Paper No. 6
Presentation Time: 9:15 AM
LINKING MARTIAN ROCKS FROM GUSEV CRATER AND THE CHASSIGNITE METEORITES
NEKVASIL, Hanna, MCCUBBIN, Francis, FILIBERTO, Justin, BEAVON, Lauren and LINDSLEY, Donald, Department of Geosciences, Stony Brook University, Stony Brook, NY 11794-2100, hnekvasil@notes.cc.sunysb.edu
The MER Rover Spirit found alkalic igneous rocks on Mars at Columbia Hills (Champagne, Wishstone, and Backstay) in keeping with the proposed alkalic parent magma for the Chassigny meteorite (Nekvasil et al., 2003). The Columbia Hills rocks are silica-saturated and share many characteristics with the silica-saturated alkalic rocks of terrestrial intra-plate magmatic suites. The rock Backstay lies very close to the sodic silica-saturated trend exemplified by suites of lavas from Ascension Island and from the Nandewar Volcano of NSW, Australia. Champagne and Wishstone have many of the characteristics of potassic silica-saturated alkalic suites of the Snake River Plain and the Fe-rich rocks associated with terrestrial anorthosite complexes. The hawaiite postulated to exemplify the liquid trapped as melt inclusions in cumulate olivine of the Chassigny meteorite lies along the sodic silica-saturated alkalic trend, as does the rhyolitic glass in the melt inclusions. If this hawaiite is similar to Backstay then it has a slightly lower K2O, titania, and alumina and slightly higher Fe contents than terrestrial hawaiite.

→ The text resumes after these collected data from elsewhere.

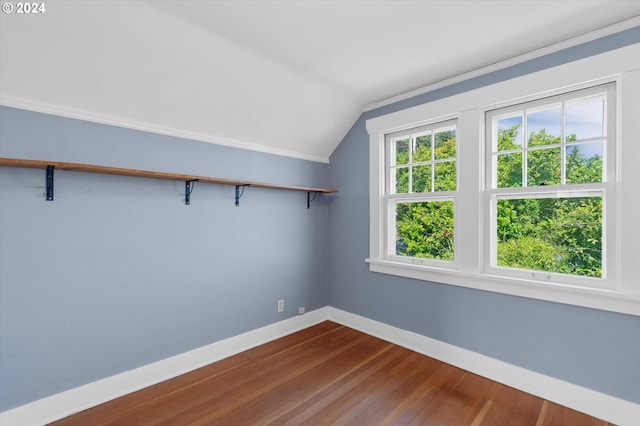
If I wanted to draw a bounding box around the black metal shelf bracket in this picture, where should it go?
[185,179,198,205]
[307,191,318,209]
[46,165,55,201]
[235,184,249,206]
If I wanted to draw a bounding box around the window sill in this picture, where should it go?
[366,258,640,316]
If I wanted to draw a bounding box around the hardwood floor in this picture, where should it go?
[51,321,611,425]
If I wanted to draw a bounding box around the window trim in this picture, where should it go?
[384,119,458,268]
[483,83,616,289]
[366,42,640,316]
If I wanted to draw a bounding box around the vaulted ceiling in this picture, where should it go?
[1,1,639,162]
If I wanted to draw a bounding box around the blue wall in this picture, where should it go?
[328,27,640,404]
[0,107,330,411]
[2,26,640,413]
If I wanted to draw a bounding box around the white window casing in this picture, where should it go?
[366,43,640,316]
[484,83,615,288]
[384,119,458,268]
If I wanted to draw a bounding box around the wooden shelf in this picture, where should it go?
[0,157,337,207]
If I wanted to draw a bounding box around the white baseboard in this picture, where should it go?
[3,306,638,426]
[327,307,640,426]
[0,307,329,426]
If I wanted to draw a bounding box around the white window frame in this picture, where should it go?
[385,119,458,269]
[484,84,616,289]
[366,43,640,316]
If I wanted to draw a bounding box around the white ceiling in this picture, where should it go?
[1,1,639,162]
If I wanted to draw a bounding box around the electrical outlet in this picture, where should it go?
[277,299,284,313]
[298,306,305,315]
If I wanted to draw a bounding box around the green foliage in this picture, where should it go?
[497,124,522,187]
[435,161,455,191]
[497,125,521,151]
[497,236,558,271]
[566,145,602,184]
[497,197,602,277]
[434,131,456,159]
[395,166,409,193]
[396,201,454,260]
[497,152,522,188]
[541,198,602,276]
[494,124,602,277]
[527,147,561,186]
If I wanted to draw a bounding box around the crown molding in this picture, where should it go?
[0,96,331,164]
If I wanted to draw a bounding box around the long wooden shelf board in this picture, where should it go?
[0,157,337,194]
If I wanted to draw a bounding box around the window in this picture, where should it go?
[366,42,640,315]
[386,121,457,264]
[485,84,616,288]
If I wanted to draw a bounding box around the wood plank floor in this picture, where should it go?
[51,321,612,425]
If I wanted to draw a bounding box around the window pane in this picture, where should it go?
[396,201,454,260]
[395,138,410,165]
[434,128,456,159]
[527,106,561,146]
[497,152,522,188]
[497,115,523,149]
[527,148,560,186]
[394,167,409,194]
[566,142,603,184]
[414,134,432,162]
[412,165,431,193]
[496,197,602,277]
[566,98,604,141]
[434,161,456,191]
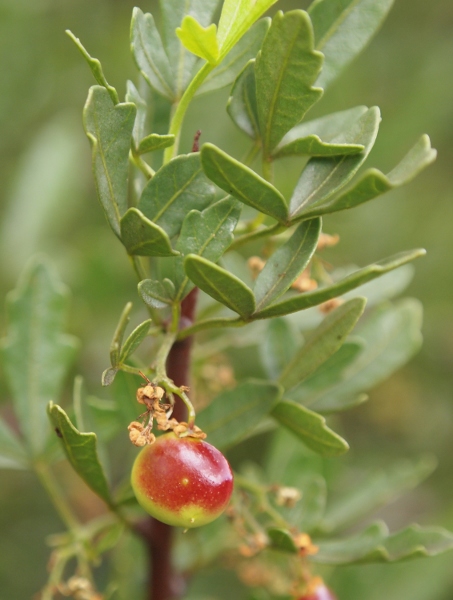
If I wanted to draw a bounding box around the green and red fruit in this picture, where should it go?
[131,432,234,528]
[298,580,337,600]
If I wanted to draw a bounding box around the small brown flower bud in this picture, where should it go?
[293,532,319,556]
[318,298,344,314]
[317,233,340,251]
[248,256,266,278]
[275,486,302,507]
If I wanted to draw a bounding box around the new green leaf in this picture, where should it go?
[184,255,255,319]
[196,380,282,449]
[139,153,215,238]
[254,249,425,319]
[305,135,437,218]
[271,400,349,457]
[176,17,219,65]
[0,259,79,457]
[253,218,321,311]
[48,402,112,505]
[255,10,323,155]
[137,134,175,155]
[288,107,381,221]
[120,208,178,257]
[201,143,288,222]
[83,86,136,238]
[199,19,270,96]
[280,297,366,389]
[309,0,395,89]
[131,8,175,100]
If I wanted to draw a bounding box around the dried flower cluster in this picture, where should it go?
[128,380,206,446]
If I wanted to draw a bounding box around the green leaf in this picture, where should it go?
[201,143,288,223]
[0,259,79,457]
[267,528,299,553]
[184,255,255,319]
[174,197,242,300]
[280,297,366,389]
[196,380,282,450]
[260,318,299,379]
[309,0,395,89]
[255,10,323,156]
[120,208,178,257]
[288,107,381,221]
[320,456,438,534]
[313,522,453,564]
[271,400,349,457]
[159,0,220,96]
[137,133,175,155]
[83,86,136,238]
[110,302,132,368]
[274,106,368,158]
[48,402,112,505]
[66,30,119,104]
[217,0,279,58]
[198,18,270,96]
[304,135,437,218]
[288,340,365,409]
[311,298,423,413]
[138,279,175,310]
[139,153,215,239]
[176,17,219,65]
[253,218,321,311]
[254,249,425,319]
[130,8,175,100]
[0,417,29,470]
[119,319,152,364]
[126,81,147,146]
[226,60,260,139]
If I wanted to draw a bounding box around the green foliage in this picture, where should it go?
[2,0,451,597]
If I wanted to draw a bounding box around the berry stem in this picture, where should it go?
[136,288,198,600]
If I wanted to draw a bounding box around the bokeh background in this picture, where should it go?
[0,0,452,598]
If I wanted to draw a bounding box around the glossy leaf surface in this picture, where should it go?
[184,255,255,318]
[174,197,241,300]
[0,259,78,457]
[310,0,395,89]
[83,86,136,237]
[199,19,269,96]
[271,400,349,457]
[254,249,425,319]
[253,218,321,311]
[120,208,178,257]
[201,143,288,222]
[288,107,381,221]
[255,10,323,155]
[280,298,366,389]
[131,8,174,100]
[226,60,260,139]
[139,153,215,238]
[196,380,282,449]
[48,402,112,505]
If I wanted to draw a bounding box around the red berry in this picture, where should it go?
[131,432,234,528]
[298,579,337,600]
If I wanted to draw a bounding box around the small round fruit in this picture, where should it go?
[131,432,234,528]
[298,581,337,600]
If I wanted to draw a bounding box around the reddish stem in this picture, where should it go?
[135,288,198,600]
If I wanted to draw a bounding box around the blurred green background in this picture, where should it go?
[0,0,452,598]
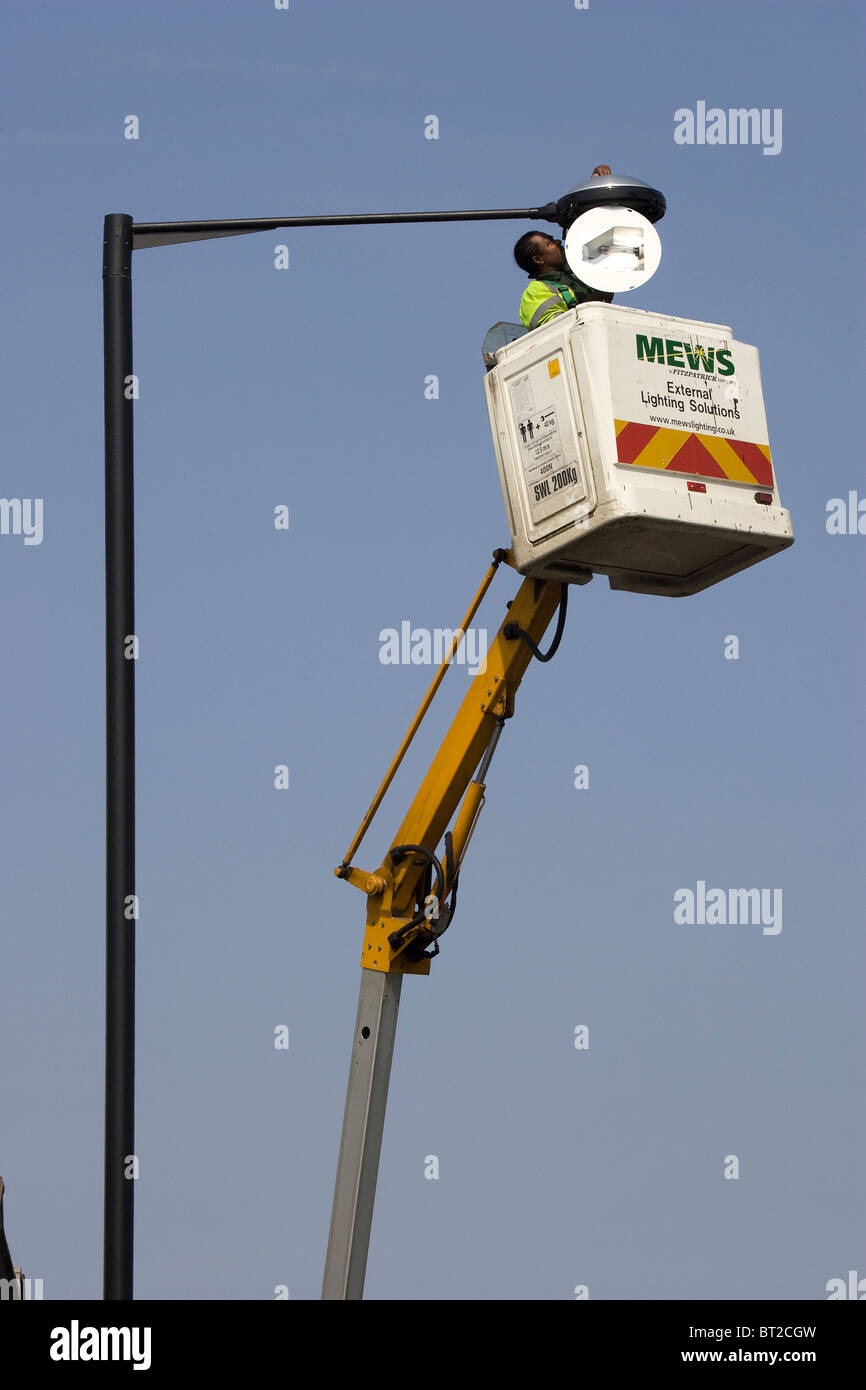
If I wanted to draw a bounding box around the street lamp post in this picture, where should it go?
[101,178,664,1299]
[101,200,548,1302]
[102,213,136,1303]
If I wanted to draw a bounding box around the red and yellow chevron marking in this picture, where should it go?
[614,419,774,488]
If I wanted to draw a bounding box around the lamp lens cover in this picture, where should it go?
[564,206,661,292]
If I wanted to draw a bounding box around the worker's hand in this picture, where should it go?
[591,164,611,177]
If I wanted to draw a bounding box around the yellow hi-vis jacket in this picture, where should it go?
[519,272,611,331]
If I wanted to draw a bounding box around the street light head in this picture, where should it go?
[564,205,662,293]
[550,174,666,294]
[554,173,666,231]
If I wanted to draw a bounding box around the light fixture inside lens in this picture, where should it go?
[565,206,661,293]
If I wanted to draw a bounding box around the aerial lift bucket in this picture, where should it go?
[483,302,793,596]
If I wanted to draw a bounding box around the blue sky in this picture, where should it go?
[1,0,863,1300]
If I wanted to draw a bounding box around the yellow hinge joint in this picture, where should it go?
[336,864,391,896]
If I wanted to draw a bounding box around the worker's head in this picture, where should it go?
[513,230,566,277]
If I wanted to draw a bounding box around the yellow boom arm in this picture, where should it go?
[335,550,562,975]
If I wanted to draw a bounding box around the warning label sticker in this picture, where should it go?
[516,406,569,522]
[509,365,585,526]
[511,372,535,418]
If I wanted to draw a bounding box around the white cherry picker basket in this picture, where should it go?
[483,302,793,596]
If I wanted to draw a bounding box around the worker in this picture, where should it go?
[514,164,614,331]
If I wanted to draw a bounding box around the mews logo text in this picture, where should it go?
[636,335,735,376]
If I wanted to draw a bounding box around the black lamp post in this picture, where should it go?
[101,175,666,1300]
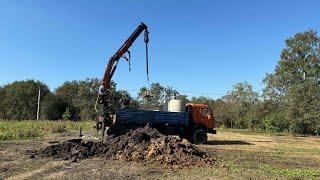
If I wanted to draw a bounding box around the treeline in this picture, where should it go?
[191,30,320,135]
[0,79,132,121]
[137,30,320,135]
[0,30,320,135]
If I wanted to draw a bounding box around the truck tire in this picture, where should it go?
[192,127,207,144]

Experimental work indicates that both silica-saturated alkalic trends can be linked through a common tholeiitic parent crystallizing at pressures between 4.3 kbar and 12.3 kbar, with the differences in mineralogy and the resulting liquid lines-of-descent arising from different dissolved water contents. Parental tholeiite may be represented by the Gusev Crater basalts Humphrey, Adirondack, and Mazatzal, provided that at least some of the observed megacrystic olivine has accumulated and modified the bulk compositions. As is the case for terrestrial rocks from each trend, the mineral assemblages forming at elevated pressures will differ from those crystallizing from the ascending residual liquids at low pressures. Understanding the changes in phase equilibria should prove invaluable to the interpretation of TES data for the Martian lithologies.